Si les travaux de l'OCDE sur l'imposition des sociétés ont surtout visé depuis un demi-siècle à éviter que les entreprises soient doublement taxées sur les mêmes bénéfices, à travers un modèle de traité fiscal qui permet de répartir les bénéfices, les sociétés ont su exploiter toutes les failles.

Google, par exemple, peut transférer chaque année en toute légalité plus de huit milliards de dollars de profits d'Europe et d'Asie vers une filiale dont l'établissement fiscal est aux Bermudes, où il ne paie aucun impôt, au motif que celle-ci est propriétaire de brevets.

Les recommandations de l'OCDE conduiront à réviser le modèle de traité afin que les transactions transnationales soient exclues des dispositifs prévus par les traités fiscaux si le motif principal de la transaction est d'échapper à l'impôt.

"Nous neutraliserons les 'cash boxes' où sont détenus quelque 2.000 milliards de dollars", a assuré Angel Gurria.

Il s'agit, selon Pascal Saint-Amans, directeur du Centre de politique et d'administration fiscale de l'OCDE, de "mettre fin à la double non-imposition", qui s'est substituée dans certaines sociétés au risque de la double imposition.

L'obligation d'établir un rapport d'activité pays par pays ("country by country reporting"), dont l'OCDE se dit certaine qu'elle sera inscrite dans la loi, doit permettre de faire coïncider plus justement activité et imposition.

L'OCDE entend également résorber les failles dues aux échanges intragroupes, quand une filiale installée dans un paradis fiscal réalise tout ou partie d'une activité, comme les achats, pour l'ensemble du groupe.

PRÉSENCE NUMÉRIQUE SIGNIFICATIVE

A titre d'exemple, le groupe de téléphonie Vodafone a une centrale d'achats d'équipements au Luxembourg, où elle n'est pas imposée sur ses bénéfices. L'année dernière, cette filiale, qui compte 200 employés à peine, a généré plus de 400 millions d'euros de profits.
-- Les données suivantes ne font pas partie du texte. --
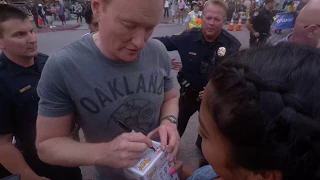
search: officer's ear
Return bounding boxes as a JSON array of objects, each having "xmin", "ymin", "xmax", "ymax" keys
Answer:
[{"xmin": 305, "ymin": 24, "xmax": 319, "ymax": 39}]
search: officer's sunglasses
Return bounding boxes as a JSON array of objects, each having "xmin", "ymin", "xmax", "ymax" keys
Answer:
[{"xmin": 304, "ymin": 24, "xmax": 320, "ymax": 28}]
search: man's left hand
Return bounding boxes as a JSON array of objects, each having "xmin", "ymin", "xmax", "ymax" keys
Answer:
[{"xmin": 147, "ymin": 120, "xmax": 180, "ymax": 162}]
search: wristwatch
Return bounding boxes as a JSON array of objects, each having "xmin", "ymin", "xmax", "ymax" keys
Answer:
[{"xmin": 161, "ymin": 115, "xmax": 178, "ymax": 125}]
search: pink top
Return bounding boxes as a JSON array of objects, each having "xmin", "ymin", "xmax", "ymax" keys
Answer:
[{"xmin": 178, "ymin": 0, "xmax": 186, "ymax": 9}]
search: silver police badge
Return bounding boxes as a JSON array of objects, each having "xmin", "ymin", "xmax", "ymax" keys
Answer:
[{"xmin": 217, "ymin": 47, "xmax": 227, "ymax": 57}]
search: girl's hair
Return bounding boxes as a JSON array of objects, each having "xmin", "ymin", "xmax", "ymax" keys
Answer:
[{"xmin": 208, "ymin": 43, "xmax": 320, "ymax": 180}]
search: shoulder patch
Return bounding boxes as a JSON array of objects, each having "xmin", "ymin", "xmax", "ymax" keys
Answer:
[
  {"xmin": 174, "ymin": 31, "xmax": 183, "ymax": 35},
  {"xmin": 38, "ymin": 53, "xmax": 49, "ymax": 59}
]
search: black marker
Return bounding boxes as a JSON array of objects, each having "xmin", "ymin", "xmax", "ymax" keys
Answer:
[{"xmin": 116, "ymin": 120, "xmax": 156, "ymax": 152}]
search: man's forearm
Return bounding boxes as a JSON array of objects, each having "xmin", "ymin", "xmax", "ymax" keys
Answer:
[
  {"xmin": 0, "ymin": 144, "xmax": 38, "ymax": 179},
  {"xmin": 160, "ymin": 96, "xmax": 179, "ymax": 118},
  {"xmin": 37, "ymin": 137, "xmax": 99, "ymax": 167},
  {"xmin": 246, "ymin": 21, "xmax": 256, "ymax": 34}
]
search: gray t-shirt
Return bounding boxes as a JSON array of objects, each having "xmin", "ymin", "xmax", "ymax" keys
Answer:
[{"xmin": 38, "ymin": 35, "xmax": 174, "ymax": 179}]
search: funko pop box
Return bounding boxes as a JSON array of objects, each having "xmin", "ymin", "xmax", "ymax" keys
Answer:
[{"xmin": 124, "ymin": 141, "xmax": 179, "ymax": 180}]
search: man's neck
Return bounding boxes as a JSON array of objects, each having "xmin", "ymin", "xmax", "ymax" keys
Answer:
[
  {"xmin": 288, "ymin": 33, "xmax": 317, "ymax": 47},
  {"xmin": 203, "ymin": 34, "xmax": 218, "ymax": 42},
  {"xmin": 264, "ymin": 5, "xmax": 271, "ymax": 11},
  {"xmin": 4, "ymin": 53, "xmax": 34, "ymax": 67}
]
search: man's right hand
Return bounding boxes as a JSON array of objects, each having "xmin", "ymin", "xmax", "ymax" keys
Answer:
[{"xmin": 93, "ymin": 133, "xmax": 152, "ymax": 168}]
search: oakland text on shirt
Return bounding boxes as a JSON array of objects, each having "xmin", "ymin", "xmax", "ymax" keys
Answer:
[{"xmin": 80, "ymin": 74, "xmax": 164, "ymax": 114}]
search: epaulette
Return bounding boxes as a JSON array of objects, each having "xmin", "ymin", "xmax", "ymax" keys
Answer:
[
  {"xmin": 0, "ymin": 60, "xmax": 4, "ymax": 69},
  {"xmin": 190, "ymin": 28, "xmax": 201, "ymax": 32},
  {"xmin": 37, "ymin": 53, "xmax": 49, "ymax": 62},
  {"xmin": 221, "ymin": 29, "xmax": 241, "ymax": 47}
]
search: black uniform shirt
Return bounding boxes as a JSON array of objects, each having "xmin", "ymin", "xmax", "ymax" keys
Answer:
[
  {"xmin": 156, "ymin": 28, "xmax": 241, "ymax": 91},
  {"xmin": 249, "ymin": 7, "xmax": 274, "ymax": 34},
  {"xmin": 0, "ymin": 53, "xmax": 48, "ymax": 154}
]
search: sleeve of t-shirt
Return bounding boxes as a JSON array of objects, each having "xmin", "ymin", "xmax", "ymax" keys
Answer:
[
  {"xmin": 37, "ymin": 55, "xmax": 75, "ymax": 117},
  {"xmin": 249, "ymin": 11, "xmax": 260, "ymax": 24},
  {"xmin": 153, "ymin": 42, "xmax": 174, "ymax": 92},
  {"xmin": 0, "ymin": 93, "xmax": 13, "ymax": 134},
  {"xmin": 154, "ymin": 31, "xmax": 189, "ymax": 51},
  {"xmin": 184, "ymin": 13, "xmax": 191, "ymax": 23}
]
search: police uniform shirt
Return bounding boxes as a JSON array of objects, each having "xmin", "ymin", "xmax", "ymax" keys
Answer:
[
  {"xmin": 249, "ymin": 7, "xmax": 273, "ymax": 34},
  {"xmin": 0, "ymin": 53, "xmax": 48, "ymax": 155},
  {"xmin": 156, "ymin": 28, "xmax": 241, "ymax": 91}
]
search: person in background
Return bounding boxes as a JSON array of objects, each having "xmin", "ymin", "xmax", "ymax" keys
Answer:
[
  {"xmin": 0, "ymin": 5, "xmax": 82, "ymax": 180},
  {"xmin": 174, "ymin": 43, "xmax": 320, "ymax": 180},
  {"xmin": 155, "ymin": 0, "xmax": 241, "ymax": 148},
  {"xmin": 28, "ymin": 1, "xmax": 41, "ymax": 28},
  {"xmin": 163, "ymin": 0, "xmax": 170, "ymax": 18},
  {"xmin": 275, "ymin": 0, "xmax": 294, "ymax": 34},
  {"xmin": 296, "ymin": 0, "xmax": 309, "ymax": 14},
  {"xmin": 170, "ymin": 0, "xmax": 178, "ymax": 22},
  {"xmin": 84, "ymin": 2, "xmax": 99, "ymax": 36},
  {"xmin": 55, "ymin": 1, "xmax": 67, "ymax": 26},
  {"xmin": 74, "ymin": 2, "xmax": 83, "ymax": 23},
  {"xmin": 285, "ymin": 0, "xmax": 294, "ymax": 13},
  {"xmin": 185, "ymin": 1, "xmax": 202, "ymax": 30},
  {"xmin": 43, "ymin": 1, "xmax": 55, "ymax": 28},
  {"xmin": 276, "ymin": 0, "xmax": 320, "ymax": 47},
  {"xmin": 38, "ymin": 4, "xmax": 49, "ymax": 25},
  {"xmin": 36, "ymin": 0, "xmax": 180, "ymax": 180},
  {"xmin": 177, "ymin": 0, "xmax": 186, "ymax": 23},
  {"xmin": 246, "ymin": 0, "xmax": 276, "ymax": 47}
]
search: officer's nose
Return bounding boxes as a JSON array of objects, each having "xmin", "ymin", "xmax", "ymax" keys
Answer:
[
  {"xmin": 132, "ymin": 30, "xmax": 147, "ymax": 50},
  {"xmin": 28, "ymin": 31, "xmax": 37, "ymax": 43}
]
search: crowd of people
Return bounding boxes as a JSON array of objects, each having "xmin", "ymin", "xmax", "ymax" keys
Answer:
[{"xmin": 0, "ymin": 0, "xmax": 320, "ymax": 180}]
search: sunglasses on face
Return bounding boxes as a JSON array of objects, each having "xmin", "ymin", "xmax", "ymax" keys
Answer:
[{"xmin": 304, "ymin": 24, "xmax": 320, "ymax": 28}]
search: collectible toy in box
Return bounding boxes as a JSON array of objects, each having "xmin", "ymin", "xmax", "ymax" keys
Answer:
[{"xmin": 124, "ymin": 141, "xmax": 179, "ymax": 180}]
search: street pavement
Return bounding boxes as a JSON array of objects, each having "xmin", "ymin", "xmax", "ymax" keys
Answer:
[{"xmin": 33, "ymin": 18, "xmax": 289, "ymax": 180}]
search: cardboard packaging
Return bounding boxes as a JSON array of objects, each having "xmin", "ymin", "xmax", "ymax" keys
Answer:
[{"xmin": 124, "ymin": 141, "xmax": 179, "ymax": 180}]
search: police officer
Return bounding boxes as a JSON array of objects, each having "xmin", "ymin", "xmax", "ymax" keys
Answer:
[
  {"xmin": 0, "ymin": 4, "xmax": 82, "ymax": 180},
  {"xmin": 185, "ymin": 1, "xmax": 202, "ymax": 30},
  {"xmin": 246, "ymin": 0, "xmax": 276, "ymax": 47},
  {"xmin": 157, "ymin": 0, "xmax": 241, "ymax": 145}
]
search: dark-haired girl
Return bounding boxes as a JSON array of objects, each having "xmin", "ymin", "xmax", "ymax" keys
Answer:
[{"xmin": 175, "ymin": 44, "xmax": 320, "ymax": 180}]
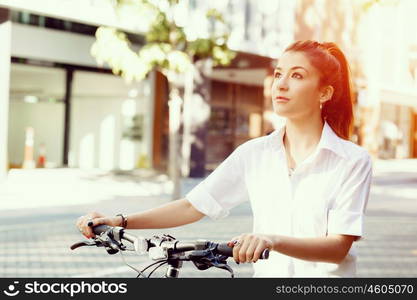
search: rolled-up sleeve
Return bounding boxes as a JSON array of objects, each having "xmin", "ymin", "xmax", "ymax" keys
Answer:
[
  {"xmin": 327, "ymin": 153, "xmax": 372, "ymax": 238},
  {"xmin": 185, "ymin": 146, "xmax": 249, "ymax": 219}
]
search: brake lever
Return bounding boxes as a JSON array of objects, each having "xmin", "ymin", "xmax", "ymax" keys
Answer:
[{"xmin": 70, "ymin": 241, "xmax": 101, "ymax": 250}]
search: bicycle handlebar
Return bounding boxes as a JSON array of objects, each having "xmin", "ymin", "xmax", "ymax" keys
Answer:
[{"xmin": 71, "ymin": 225, "xmax": 269, "ymax": 277}]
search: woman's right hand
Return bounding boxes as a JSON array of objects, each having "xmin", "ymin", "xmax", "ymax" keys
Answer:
[{"xmin": 76, "ymin": 212, "xmax": 122, "ymax": 239}]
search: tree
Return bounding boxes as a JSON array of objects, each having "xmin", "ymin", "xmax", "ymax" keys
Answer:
[{"xmin": 91, "ymin": 0, "xmax": 235, "ymax": 199}]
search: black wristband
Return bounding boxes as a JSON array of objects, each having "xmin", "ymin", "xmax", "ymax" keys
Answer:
[{"xmin": 116, "ymin": 214, "xmax": 127, "ymax": 228}]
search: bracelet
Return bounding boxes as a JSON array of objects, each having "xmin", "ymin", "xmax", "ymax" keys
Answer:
[{"xmin": 116, "ymin": 214, "xmax": 127, "ymax": 228}]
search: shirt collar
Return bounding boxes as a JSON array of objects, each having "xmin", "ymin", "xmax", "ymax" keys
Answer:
[{"xmin": 268, "ymin": 121, "xmax": 348, "ymax": 158}]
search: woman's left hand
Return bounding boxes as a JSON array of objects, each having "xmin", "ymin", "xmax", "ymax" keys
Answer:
[{"xmin": 227, "ymin": 233, "xmax": 274, "ymax": 263}]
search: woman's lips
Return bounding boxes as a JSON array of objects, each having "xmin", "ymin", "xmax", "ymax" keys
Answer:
[{"xmin": 275, "ymin": 96, "xmax": 290, "ymax": 102}]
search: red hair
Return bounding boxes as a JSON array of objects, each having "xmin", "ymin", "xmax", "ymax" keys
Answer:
[{"xmin": 285, "ymin": 40, "xmax": 353, "ymax": 140}]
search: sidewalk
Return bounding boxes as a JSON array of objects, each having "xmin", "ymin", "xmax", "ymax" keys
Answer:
[
  {"xmin": 0, "ymin": 160, "xmax": 417, "ymax": 277},
  {"xmin": 0, "ymin": 159, "xmax": 417, "ymax": 211}
]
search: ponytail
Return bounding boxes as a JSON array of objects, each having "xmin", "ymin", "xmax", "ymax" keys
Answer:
[{"xmin": 285, "ymin": 40, "xmax": 353, "ymax": 140}]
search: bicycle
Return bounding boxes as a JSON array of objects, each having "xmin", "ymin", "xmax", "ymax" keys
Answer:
[{"xmin": 70, "ymin": 225, "xmax": 269, "ymax": 278}]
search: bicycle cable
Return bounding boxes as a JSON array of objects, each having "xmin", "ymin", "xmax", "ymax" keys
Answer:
[
  {"xmin": 119, "ymin": 251, "xmax": 145, "ymax": 278},
  {"xmin": 148, "ymin": 261, "xmax": 168, "ymax": 278},
  {"xmin": 136, "ymin": 260, "xmax": 167, "ymax": 278}
]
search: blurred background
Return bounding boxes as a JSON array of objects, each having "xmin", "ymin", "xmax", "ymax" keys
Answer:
[{"xmin": 0, "ymin": 0, "xmax": 417, "ymax": 277}]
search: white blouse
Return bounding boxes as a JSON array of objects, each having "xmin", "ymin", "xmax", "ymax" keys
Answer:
[{"xmin": 186, "ymin": 123, "xmax": 372, "ymax": 277}]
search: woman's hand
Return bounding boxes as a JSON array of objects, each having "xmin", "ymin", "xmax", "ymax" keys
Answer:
[
  {"xmin": 228, "ymin": 233, "xmax": 274, "ymax": 263},
  {"xmin": 76, "ymin": 212, "xmax": 122, "ymax": 239}
]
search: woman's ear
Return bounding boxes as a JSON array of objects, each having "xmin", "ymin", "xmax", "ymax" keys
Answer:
[{"xmin": 320, "ymin": 85, "xmax": 334, "ymax": 104}]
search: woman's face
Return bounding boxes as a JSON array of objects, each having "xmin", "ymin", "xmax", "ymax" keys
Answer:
[{"xmin": 271, "ymin": 51, "xmax": 321, "ymax": 119}]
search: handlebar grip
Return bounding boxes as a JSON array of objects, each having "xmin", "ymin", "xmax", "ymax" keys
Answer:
[
  {"xmin": 93, "ymin": 225, "xmax": 113, "ymax": 235},
  {"xmin": 217, "ymin": 243, "xmax": 269, "ymax": 259}
]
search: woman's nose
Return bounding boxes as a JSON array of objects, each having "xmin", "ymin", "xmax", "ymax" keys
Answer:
[{"xmin": 277, "ymin": 77, "xmax": 288, "ymax": 91}]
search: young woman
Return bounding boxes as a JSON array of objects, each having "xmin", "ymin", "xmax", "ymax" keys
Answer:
[{"xmin": 77, "ymin": 41, "xmax": 371, "ymax": 277}]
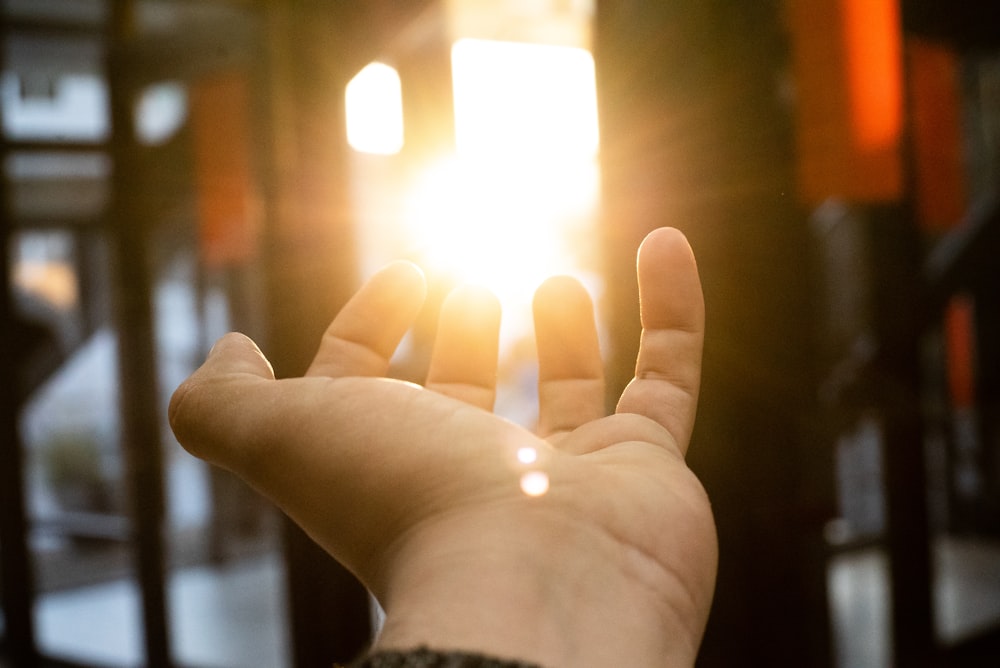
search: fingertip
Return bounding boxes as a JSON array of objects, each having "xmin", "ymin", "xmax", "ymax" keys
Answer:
[
  {"xmin": 207, "ymin": 332, "xmax": 274, "ymax": 379},
  {"xmin": 637, "ymin": 227, "xmax": 705, "ymax": 331},
  {"xmin": 532, "ymin": 275, "xmax": 593, "ymax": 318}
]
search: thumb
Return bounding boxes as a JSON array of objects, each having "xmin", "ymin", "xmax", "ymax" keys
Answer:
[{"xmin": 167, "ymin": 333, "xmax": 274, "ymax": 466}]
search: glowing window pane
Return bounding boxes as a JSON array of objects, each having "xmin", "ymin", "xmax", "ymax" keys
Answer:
[
  {"xmin": 346, "ymin": 63, "xmax": 403, "ymax": 155},
  {"xmin": 451, "ymin": 39, "xmax": 598, "ymax": 157}
]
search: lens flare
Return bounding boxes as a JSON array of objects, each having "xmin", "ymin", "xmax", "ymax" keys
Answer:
[{"xmin": 521, "ymin": 471, "xmax": 549, "ymax": 496}]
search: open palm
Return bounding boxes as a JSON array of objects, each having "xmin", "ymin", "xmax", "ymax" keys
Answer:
[{"xmin": 170, "ymin": 228, "xmax": 716, "ymax": 665}]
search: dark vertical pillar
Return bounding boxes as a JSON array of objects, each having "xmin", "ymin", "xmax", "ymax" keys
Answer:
[
  {"xmin": 869, "ymin": 206, "xmax": 936, "ymax": 668},
  {"xmin": 257, "ymin": 0, "xmax": 371, "ymax": 668},
  {"xmin": 107, "ymin": 0, "xmax": 172, "ymax": 668},
  {"xmin": 0, "ymin": 74, "xmax": 38, "ymax": 668},
  {"xmin": 595, "ymin": 0, "xmax": 834, "ymax": 666}
]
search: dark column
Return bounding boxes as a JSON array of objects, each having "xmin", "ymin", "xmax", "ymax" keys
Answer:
[
  {"xmin": 257, "ymin": 1, "xmax": 371, "ymax": 668},
  {"xmin": 0, "ymin": 160, "xmax": 38, "ymax": 668},
  {"xmin": 595, "ymin": 0, "xmax": 833, "ymax": 666},
  {"xmin": 107, "ymin": 0, "xmax": 172, "ymax": 668}
]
Il s'agira notamment de corriger les "prix de transfert", c'est-à-dire le prix auquel la filiale revend les biens ou services aux autres unités du groupe, pour les aligner sur les prix du marché, ou prix de libre concurrence, et les rendre conformes à la valeur créée.

L'OCDE entend en outre s'attaquer à la question de la résidence fiscale. Des groupes, dans le domaine du commerce électronique entre autres, peuvent avoir un entrepôt dans un pays pour y réaliser ventes et livraisons mais les règles actuelles ne les contraignent pas à y être établis fiscalement.

Une modification de ces règles aurait un impact fort sur Amazon, qui en profité pour enregistrer sur les comptes de sa filiale luxembourgeoise les quelque 15 milliards d'euros de bénéfices réalisés en Europe l'année dernière.

L'OCDE espère aussi faire valider le concept de "présence numérique significative" afin que les marchands de services en ligne tels qu'Apple ou eBay soient également contraints d'être établis fiscalement dans les pays d'activité.

"Nous avons fait un grand pas en avant en adoptant une position commune, à savoir qu'il n'est pas possible de définir des règles fiscales spéciales pour l'économie numérique", a dit Angel Gurria.